When U.S. Representative Julia Carson’s staffers announced last week that the Indiana congresswoman was suffering from terminal lung cancer, it finally ended a year of speculation among congressional beat reporters, House staffers and colleagues about her health. The reliably liberal Democrat, one of the first members of Congress to vocally oppose the War in Iraq and renowned for pulling out close races against Republican rivals, her constant absences from floor votes became even more so in September, when she took leave from Congress ostensibly to recover from a leg infection.
But it is in Indianapolis, where Carson’s inner-city congressional district resides, where her legacy looms largest. Over the past five decades, the Louisville native parlayed her ties to the United Auto Workers union and her mentor, former Congressman Andrew Jacobs, into a political machine that helped the Democrats take control of what had long been one of the few urban areas controlled by Republicans. In turn, her proteges have defended her against longstanding charges of corruption and incompetence. Said one ally, Marion County Sheriff Frank Anderson: “She’s our queen. We’re going to protect her.”

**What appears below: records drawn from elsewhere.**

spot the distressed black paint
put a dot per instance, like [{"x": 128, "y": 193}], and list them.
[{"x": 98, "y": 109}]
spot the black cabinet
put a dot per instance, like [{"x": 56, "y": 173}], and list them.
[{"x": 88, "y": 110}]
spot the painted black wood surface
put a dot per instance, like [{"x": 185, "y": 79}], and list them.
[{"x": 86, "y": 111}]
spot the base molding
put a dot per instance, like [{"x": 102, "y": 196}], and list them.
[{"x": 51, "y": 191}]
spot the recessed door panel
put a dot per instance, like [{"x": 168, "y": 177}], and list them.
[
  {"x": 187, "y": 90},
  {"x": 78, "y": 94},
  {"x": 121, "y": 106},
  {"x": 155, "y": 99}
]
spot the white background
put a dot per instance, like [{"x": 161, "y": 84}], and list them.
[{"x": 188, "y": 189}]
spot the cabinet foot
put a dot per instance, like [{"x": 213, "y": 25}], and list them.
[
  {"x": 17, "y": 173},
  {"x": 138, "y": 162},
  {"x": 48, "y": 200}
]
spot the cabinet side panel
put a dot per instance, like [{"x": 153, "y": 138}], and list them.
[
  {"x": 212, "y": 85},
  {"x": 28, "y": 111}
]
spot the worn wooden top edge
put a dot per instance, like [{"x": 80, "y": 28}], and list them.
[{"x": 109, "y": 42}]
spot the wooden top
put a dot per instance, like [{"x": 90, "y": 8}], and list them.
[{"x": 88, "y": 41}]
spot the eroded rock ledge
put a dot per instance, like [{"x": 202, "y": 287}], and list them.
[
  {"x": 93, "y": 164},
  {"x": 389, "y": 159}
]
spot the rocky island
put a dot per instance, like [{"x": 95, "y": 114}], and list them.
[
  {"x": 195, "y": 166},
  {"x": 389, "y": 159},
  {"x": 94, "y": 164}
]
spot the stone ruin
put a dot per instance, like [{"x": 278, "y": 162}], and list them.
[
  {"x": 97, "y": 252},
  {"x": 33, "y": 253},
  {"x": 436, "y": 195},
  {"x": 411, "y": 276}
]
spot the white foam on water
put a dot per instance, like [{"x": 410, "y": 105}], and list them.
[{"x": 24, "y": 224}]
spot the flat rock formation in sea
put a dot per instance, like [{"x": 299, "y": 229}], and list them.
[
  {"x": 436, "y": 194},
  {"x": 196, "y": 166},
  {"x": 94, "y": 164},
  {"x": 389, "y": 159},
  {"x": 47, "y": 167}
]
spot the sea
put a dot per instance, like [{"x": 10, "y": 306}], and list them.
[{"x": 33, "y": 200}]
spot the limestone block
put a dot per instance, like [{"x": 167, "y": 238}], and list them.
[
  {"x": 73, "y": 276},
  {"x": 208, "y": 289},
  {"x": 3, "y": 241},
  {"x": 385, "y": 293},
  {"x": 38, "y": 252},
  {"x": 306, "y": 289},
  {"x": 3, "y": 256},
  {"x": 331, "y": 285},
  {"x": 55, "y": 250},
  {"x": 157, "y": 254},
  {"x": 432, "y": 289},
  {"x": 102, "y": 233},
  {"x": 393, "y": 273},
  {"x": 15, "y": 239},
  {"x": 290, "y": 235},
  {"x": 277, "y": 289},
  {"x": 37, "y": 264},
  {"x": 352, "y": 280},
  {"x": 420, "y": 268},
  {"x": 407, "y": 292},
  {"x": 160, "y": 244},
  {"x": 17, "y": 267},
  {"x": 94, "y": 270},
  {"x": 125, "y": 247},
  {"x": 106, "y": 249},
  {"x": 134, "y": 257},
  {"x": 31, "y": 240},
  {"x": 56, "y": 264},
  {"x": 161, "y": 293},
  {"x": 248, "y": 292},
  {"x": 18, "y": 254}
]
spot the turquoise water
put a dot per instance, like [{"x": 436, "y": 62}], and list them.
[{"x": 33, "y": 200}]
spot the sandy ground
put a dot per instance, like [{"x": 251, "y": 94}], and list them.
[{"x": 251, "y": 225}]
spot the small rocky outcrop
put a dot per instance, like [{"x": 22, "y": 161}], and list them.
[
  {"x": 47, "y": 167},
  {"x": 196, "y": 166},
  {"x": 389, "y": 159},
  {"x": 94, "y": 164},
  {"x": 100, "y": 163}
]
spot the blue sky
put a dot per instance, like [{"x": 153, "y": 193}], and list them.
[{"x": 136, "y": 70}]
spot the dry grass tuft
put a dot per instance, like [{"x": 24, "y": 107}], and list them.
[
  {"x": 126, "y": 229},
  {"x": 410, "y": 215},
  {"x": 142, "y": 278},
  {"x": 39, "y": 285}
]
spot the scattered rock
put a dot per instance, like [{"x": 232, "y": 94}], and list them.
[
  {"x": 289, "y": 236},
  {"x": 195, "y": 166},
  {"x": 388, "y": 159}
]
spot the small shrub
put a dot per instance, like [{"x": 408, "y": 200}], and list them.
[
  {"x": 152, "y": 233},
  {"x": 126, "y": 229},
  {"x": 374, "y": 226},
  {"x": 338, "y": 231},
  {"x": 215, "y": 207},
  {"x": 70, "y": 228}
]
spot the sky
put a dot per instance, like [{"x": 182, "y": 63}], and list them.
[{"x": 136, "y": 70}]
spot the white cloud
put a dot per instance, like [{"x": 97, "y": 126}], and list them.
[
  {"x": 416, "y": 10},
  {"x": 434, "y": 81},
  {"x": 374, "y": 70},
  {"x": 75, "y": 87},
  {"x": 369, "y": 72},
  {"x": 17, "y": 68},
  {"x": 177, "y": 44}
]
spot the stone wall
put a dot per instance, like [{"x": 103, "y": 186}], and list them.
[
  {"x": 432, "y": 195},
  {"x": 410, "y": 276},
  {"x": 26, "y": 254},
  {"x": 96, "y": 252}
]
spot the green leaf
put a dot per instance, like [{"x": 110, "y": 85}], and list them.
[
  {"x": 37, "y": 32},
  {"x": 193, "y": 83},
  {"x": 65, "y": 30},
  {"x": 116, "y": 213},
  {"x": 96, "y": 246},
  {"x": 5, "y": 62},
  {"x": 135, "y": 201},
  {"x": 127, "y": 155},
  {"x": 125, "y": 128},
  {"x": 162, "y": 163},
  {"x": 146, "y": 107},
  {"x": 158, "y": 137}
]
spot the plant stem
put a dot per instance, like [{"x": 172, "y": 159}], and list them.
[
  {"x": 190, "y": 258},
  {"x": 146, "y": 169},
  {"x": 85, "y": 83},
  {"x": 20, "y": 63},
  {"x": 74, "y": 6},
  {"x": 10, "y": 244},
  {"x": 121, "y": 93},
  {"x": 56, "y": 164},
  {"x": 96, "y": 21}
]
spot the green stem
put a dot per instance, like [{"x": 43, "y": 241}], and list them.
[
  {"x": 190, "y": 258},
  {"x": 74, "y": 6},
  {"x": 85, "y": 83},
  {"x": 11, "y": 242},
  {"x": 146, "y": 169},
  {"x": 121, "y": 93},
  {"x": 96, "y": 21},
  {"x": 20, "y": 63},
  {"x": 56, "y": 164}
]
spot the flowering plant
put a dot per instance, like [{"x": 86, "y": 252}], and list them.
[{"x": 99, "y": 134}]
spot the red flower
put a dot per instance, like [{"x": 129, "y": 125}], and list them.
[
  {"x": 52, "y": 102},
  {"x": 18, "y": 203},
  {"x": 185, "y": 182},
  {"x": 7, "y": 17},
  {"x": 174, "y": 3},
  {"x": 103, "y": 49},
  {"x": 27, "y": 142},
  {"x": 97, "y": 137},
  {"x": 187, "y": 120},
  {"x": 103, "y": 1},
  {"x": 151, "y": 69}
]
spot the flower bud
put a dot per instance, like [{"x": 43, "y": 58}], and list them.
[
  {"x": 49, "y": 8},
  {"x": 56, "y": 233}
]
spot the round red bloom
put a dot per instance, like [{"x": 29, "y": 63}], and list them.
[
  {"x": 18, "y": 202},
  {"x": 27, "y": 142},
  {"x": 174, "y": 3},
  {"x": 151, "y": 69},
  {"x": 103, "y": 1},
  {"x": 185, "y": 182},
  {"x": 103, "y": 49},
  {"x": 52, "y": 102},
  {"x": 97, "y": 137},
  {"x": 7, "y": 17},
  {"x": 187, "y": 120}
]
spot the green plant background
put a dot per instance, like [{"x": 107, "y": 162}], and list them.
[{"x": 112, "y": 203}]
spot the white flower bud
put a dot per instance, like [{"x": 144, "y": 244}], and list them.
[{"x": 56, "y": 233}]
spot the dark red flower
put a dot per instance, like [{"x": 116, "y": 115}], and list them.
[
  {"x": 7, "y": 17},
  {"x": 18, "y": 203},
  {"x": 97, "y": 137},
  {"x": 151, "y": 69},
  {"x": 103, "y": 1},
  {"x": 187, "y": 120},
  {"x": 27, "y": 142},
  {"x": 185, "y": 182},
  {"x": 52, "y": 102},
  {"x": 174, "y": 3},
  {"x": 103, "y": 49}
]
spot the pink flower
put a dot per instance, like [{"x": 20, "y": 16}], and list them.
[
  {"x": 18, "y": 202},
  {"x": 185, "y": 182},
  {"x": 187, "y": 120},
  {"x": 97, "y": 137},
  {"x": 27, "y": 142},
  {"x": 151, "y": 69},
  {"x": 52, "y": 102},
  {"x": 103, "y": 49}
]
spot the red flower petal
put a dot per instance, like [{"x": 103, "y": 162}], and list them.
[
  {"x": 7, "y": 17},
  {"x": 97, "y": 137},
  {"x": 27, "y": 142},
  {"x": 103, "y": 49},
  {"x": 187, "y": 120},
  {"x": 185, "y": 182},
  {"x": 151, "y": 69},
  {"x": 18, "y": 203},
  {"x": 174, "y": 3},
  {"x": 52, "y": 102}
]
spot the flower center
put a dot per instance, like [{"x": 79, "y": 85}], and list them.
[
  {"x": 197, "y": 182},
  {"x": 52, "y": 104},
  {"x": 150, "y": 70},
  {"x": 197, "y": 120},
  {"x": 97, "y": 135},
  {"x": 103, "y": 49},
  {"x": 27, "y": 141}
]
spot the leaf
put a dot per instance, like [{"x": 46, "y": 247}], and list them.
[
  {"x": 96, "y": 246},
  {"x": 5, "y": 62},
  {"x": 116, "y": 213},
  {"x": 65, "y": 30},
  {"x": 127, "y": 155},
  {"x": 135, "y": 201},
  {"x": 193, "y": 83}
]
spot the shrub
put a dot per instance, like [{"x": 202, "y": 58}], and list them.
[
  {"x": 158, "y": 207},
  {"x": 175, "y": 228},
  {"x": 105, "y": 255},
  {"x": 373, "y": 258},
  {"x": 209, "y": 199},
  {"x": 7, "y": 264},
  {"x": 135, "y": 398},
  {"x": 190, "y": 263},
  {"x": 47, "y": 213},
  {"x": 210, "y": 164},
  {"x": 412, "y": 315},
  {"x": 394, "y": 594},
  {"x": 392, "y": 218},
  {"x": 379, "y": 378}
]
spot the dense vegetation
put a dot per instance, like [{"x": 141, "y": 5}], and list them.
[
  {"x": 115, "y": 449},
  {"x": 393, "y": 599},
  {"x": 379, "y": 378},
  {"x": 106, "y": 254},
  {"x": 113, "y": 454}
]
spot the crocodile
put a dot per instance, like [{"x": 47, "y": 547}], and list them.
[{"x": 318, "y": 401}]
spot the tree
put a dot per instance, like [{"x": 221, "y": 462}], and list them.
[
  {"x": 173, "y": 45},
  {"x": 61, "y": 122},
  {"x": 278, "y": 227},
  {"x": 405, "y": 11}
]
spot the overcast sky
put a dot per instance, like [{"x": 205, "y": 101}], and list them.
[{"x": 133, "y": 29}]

But for the black communities in Indianapolis she represents, the so-called queen also represents an increasingly archaic feature of America’s urban political landscape: the old-school black politician who emerged during the latter half of the Civil Rights Era. Building and maintaining power through political machines, race-baiting, appeals to black pride and focusing on doling out welfare to poor constituents, this group, which includes such legendary figures as Congressman Charles Rangel of New York and the late Coleman Young of Detroit, elevated themselves into the American political vanguard. Their success, however, did little for their communities.
Beginning with her first election — to Indiana’s lower house — in 1972, Carson perfected this formula. Constituents whose relatives had died could expect a signed condolence letter from Carson’s office. Residents struggling with bureaucratic red tape of the welfare state were slavishly served by her staffers, who steered them in the right direction. Churches and unions tied into Carson’s political machine picked up residents on Election Day to take them to the polls and keep her junta in power.
Carson expertly exploited the race card: During a 2002 re-election campaign, she stormed off the stage during a debate, accusing her Republican opponent, Brose McVey, of “racial polarization” after a series of ads, including those from the National Republican Congressional Committee, accusing her of failing to pay her property taxes on time. But she did more than just race-pimping. Hammered by media critics and her Republican opponent, former auto dealer Eric Dickerson, last year over her poor health and performance, Carson revealed his decade-and-a-half-old arrest to the Indianapolis Star, claiming he “beat his wife into a pulp.”
As she rose to the top of Indiana’s black political establishment, a cadre of allies rode on her coattails. They, in turn, became arrogant and corrupt. Last year, a group of them, including the wife of the city-county council president, Monroe Gray, Bill Mays — who owns the city’s leading black newspaper — and Carson’s longtime majordomo, Center Township Trustee Carl Drummer and city airport board chairman Lacy Johnson, opened a bar inside a government building named for her — located in a neighborhood already infested with alcoholism and liquor stores — and tore out a playground on the grounds for customer parking, despite widespread neighborhood and media opposition. Carson, known for taking fellow Democrats to task for failing to support gay marriage and other “progressive” issues, said little.
Meanwhile the quality of life in Carson’s district — and in Indianapolis, in general — hasn’t exactly improved. In Indianapolis Public Schools, the city’s largest school district — and with significant black leadership in the ranks — 80 percent of black and white males drop out of school, making it the home of the nation’s most pervasive collection of dropout factories; other school districts in the city fare no better. Meanwhile abandoned housing and rising crime — including rates in some categories rivaling those of New York — plague the very impoverished, mostly-black, neighborhoods Carson claimed were her concern. Some 108 homicides were reported in inner-city Indianapolis (the area patrolled by the now-defunct Indianapolis Police Department) in 2005 versus just 59 homicides 20 years ago.
Solving such problems requires a black leadership less concerned with power, groupthink and playing the race card. It also calls for a younger generation of black men and women, born long after the heyday of the Civil Rights movement, who are far more iconoclastic in their political thinking and more concerned with improving the economic and social status of both themselves and their fellow citizens overall. Carson and her allies, however, have eschewed them and, more often than not, demonized those who decry their corruption.
Carson’s impending demise will likely lead to a battle between her old guard allies and younger leaders within the Democrat party to eventually take her place. Sad as her death will be, it is an opportunity to bury a style of political leadership that has done little to serve poor urban communities.